Typ 3: der Entwickler

Haben sich im eigenen Marktsegment bereits Plattformen etabliert, kann der Aufbau einer eigenen Plattform mit umfangreichen Investitionen und hohem Risiko verbunden sein. Trotzdem kann der Typ „Entwickler“ auch in diesem Umfeld erfolgreich operieren — insbesondere dann, wenn er sich auf Nischen und Spezialbereiche fokussiert. Das Risiko für den Aufbau lässt sich zudem auch streuen: durch Partnerschaften und Allianzen mit anderen Händlern und Produzenten. Diese alternativen Ökosysteme können durch Bündelung der Kompetenzen die Kundenerwartungen besser erfüllen und einen differenzierbaren Mehrwert bieten. Aufgrund der hohen Eintrittsbarrieren der spezifischen Anforderungen und der in der Regel hohen Investitionskosten steht die Option, eine eigene Plattform bzw. ein eigenes Ökosystem zu entwickeln, nur wenigen Unternehmen offen.

 

Plan B: der Exit

Wird keine der strategischen Optionen verfolgt und kann mittel- bis langfristig keine klare Positionierung erreicht werden, sollte ein frühzeitiger Verkauf des Unternehmens oder Teilen davon bei maximalem Unternehmenswert in Erwägung gezogen werden.
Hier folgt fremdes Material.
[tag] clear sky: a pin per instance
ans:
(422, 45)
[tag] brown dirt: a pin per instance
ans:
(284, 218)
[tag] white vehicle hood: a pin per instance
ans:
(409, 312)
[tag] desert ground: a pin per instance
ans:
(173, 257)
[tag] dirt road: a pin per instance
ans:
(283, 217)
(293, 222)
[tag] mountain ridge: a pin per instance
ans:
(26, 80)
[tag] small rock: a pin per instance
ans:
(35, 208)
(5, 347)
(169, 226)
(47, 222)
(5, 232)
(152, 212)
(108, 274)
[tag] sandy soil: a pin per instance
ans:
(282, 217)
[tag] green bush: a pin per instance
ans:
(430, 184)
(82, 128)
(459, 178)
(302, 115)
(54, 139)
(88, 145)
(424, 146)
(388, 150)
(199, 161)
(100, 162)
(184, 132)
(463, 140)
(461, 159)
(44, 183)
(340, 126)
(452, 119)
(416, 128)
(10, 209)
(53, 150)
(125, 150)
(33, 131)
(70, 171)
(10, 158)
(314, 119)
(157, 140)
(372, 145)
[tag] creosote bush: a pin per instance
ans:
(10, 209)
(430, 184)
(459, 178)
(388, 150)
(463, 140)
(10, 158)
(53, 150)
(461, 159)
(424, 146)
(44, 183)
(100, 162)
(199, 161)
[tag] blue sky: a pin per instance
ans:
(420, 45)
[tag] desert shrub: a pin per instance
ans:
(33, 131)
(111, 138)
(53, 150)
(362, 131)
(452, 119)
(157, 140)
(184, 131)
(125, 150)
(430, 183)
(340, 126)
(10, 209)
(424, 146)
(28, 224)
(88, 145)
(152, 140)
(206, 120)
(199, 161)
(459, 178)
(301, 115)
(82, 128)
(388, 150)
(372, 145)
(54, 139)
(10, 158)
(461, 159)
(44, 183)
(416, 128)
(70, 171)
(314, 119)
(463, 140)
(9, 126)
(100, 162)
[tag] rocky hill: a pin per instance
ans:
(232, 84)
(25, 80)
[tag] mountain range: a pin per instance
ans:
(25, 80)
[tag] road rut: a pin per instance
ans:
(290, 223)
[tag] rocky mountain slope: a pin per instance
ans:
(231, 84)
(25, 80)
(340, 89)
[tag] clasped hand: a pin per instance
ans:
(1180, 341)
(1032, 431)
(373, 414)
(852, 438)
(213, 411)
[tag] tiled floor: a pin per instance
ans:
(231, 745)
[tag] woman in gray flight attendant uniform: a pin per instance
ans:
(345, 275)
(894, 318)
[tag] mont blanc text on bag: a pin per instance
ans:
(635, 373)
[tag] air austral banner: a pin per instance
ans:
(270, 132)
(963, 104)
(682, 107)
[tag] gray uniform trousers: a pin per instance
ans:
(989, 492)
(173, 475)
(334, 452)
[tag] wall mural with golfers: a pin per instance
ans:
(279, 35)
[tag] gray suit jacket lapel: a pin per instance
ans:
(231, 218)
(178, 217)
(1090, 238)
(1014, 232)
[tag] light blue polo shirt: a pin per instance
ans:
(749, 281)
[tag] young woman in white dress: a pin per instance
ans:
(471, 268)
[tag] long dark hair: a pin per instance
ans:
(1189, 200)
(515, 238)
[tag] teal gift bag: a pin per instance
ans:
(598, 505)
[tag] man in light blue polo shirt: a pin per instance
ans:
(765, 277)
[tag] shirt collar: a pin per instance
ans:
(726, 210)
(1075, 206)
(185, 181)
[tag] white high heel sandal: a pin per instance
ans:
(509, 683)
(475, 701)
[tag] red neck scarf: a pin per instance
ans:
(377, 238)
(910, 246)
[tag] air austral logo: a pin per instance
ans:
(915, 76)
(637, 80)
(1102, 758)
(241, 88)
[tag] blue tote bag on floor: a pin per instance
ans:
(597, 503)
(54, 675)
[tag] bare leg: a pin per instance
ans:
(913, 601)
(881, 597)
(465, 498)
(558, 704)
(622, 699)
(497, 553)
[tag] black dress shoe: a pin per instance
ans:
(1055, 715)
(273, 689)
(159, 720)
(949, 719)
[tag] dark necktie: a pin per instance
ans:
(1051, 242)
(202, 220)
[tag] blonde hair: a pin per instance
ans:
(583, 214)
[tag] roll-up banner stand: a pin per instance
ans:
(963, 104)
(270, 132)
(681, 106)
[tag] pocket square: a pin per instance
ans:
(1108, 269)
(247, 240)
Alternativ kann das Unternehmen aber auch rechtzeitig in ein bestehendes Ökosystem eingegliedert werden.

Fazit

Plattformen sind in der Handel- und Konsumgüterbranche auf dem Vormarsch. Es handelt sich um keinen vorübergehenden Trend, sondern um eine regelrechte Neuordnung der Wirtschaft mit partiell disruptiven Auswirkungen. Vor diesem Hintergrund ist es heute für jedes einzelne Unternehmen notwendig, das eigene Geschäftsmodell und die strategische Positionierung des Unternehmens zu überdenken, damit der Übergang in die neue, digitale Plattformordnung gelingt.